Very interesting, thanks. The reason I am considering the Tiger Foam is the ease of installing it. They have some very detailed install guidelines and it sounded like it would work well in an enclosed wall space. Gutting the sheetrock would be easy and just using std insulation in the one room I want to do would not be hard other than the mess....and the added work of redoing the sheetrock. The main divider wall I want to do divides the house and is 2 story. sound deadening was my main goal there and removing the sheetrock would be a real project as the wall is next to the stairway.
Easy is in the mind of the beholder, but it takes a bit of practice, and it's 3x the cost of cellulose or fiberglass. The slow-rise pour stuff is definitely NOT easy to get right without infra-red imaging and a lot of patience. The spray stuff isn't rocket science but you need to keep an eagle-eye on the temperatures to get consistent results, and a botched job is a complete PITA to hack out and fix. The stuff is pretty rigid and sticks like glue (very similar chemistry to Gorilla Glue) - it adds a lot of structural rigidity to the wall too.

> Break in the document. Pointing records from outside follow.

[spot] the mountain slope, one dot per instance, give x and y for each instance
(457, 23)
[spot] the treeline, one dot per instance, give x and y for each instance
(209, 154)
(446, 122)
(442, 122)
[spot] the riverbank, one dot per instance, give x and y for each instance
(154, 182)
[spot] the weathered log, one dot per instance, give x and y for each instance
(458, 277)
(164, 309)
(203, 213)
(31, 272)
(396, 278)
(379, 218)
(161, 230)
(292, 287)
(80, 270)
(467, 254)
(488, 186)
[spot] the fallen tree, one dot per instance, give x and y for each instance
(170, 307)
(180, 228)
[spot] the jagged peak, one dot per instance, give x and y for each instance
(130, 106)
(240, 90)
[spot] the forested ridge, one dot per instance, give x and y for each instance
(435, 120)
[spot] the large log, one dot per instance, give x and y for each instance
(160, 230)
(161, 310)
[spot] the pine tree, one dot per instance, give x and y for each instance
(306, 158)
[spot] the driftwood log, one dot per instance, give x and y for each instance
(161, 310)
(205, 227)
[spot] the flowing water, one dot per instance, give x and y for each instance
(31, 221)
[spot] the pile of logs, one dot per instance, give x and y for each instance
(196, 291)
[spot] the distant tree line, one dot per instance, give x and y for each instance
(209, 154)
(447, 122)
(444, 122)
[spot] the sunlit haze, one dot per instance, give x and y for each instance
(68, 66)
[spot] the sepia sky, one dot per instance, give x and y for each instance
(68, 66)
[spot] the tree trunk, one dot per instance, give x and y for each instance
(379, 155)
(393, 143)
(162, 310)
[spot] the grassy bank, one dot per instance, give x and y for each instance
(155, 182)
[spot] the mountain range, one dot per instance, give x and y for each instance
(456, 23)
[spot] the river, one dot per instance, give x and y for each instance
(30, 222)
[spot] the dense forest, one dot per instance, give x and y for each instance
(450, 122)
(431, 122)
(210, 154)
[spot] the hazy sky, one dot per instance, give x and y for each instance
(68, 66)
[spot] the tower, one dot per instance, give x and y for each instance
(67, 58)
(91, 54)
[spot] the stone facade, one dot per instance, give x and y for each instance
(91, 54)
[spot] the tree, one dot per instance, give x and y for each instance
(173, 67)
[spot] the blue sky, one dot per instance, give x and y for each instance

You can dense-pack blown fiberglass and get slightly higher R value than cellulose, but it's not clear whether the acoustical dampening is as good with dense-packed FG as it is with cellulose. It's largely about density, but I'm not sure what densities you can achieve with blown fiberglass before the R-value begins to drop. With cellulose R-values start to drop at densities of ~4lbs/ft^3 or higher, but it's hard (impossible?) to get those densities with a cheap rental blower. 3lbs is pretty easy, 3.5lbs is a bit harder but often achievable.
Cellulose @ 3lbs/ft^3 has better acoustic attenuation than urethane foam @ 2lbs/ft^3 simply by virtue of being 1.5x the mass, and it's dramatically better/denser than any fiberglass batting. If you're serious about sound breaks, staggered-stud double stud walls with dense-packed fiber fill, and a secondary layer of gypsum glued on with acoustic dampening cement (Green Glue, et al) will knock it back well over 50dB, but that doesn't seem like your goal here (or is it?)
If you're good at patching 1.5" holes in sheet rock, dense-packing cellulose is pretty cheap easy & effective compared to gut & replace using 2lb foam in the 600 board-foot kits, and easier to get right than slow-rise foam. One hole per cavity, it's not a huge patch job.
If you're still hot on the foam concept, if it's more than 1000 board feet, between the respirator (mandatory, unless the prospect of inhaling expanding foam doesn't bother you), extra tips, & tyvek suits, it's usually cheaper to call in a contractor who REALLY knows how to spray 2lb foam. Like I said, the kits only make economic sense for very small jobs- the foam-guys usually come in with an installed price lower than your material costs for the just the foam. (In my neigborhood it's anywhere from $1-1.25/board foot, depending on the size of the project. The slow-rise 600 board-foot kit yields only 517 board feet (if you're perfect at applying it, which you ain't), and runs $610 , or $1.18/board-foot even before they've applied the shipping. The spray-on 600 board foot kit yields 600 board feet, or $1.02/board foot before they apply shipping.
I've looked at it several ways before, and it's never made financial sense NOT to let the pros do it on anything bigger than a sealing job. Most of the pros will also try to talk you out of slow-rise pours (half-pound or 2lb stuff), and practically make you sign the waiver before they proceed. I take that as an indicator of just how easy it is to screw up cavity pours, and the pain involved with fixing it when you do.
I ran a half-pound pour-job by a few foam contractors on a project at my own house a coupla years ago. One guy quoted an obscene price, 3 submitted no-bids, another refused to bid based on some of the intra-cavity obstructions, and told me flat out that I'd be insane to hand my money over to the other guy, and that I should dense-pack it with cellulose instead (he isn't in the celluose biz either.) I took his advice, dense-packed it myself, and never looked back. But the whole bidding process quite instructive- if the pros wouldn't touch it, I wasn't inclined to discover why on my own time using an overpriced kit. YMMV.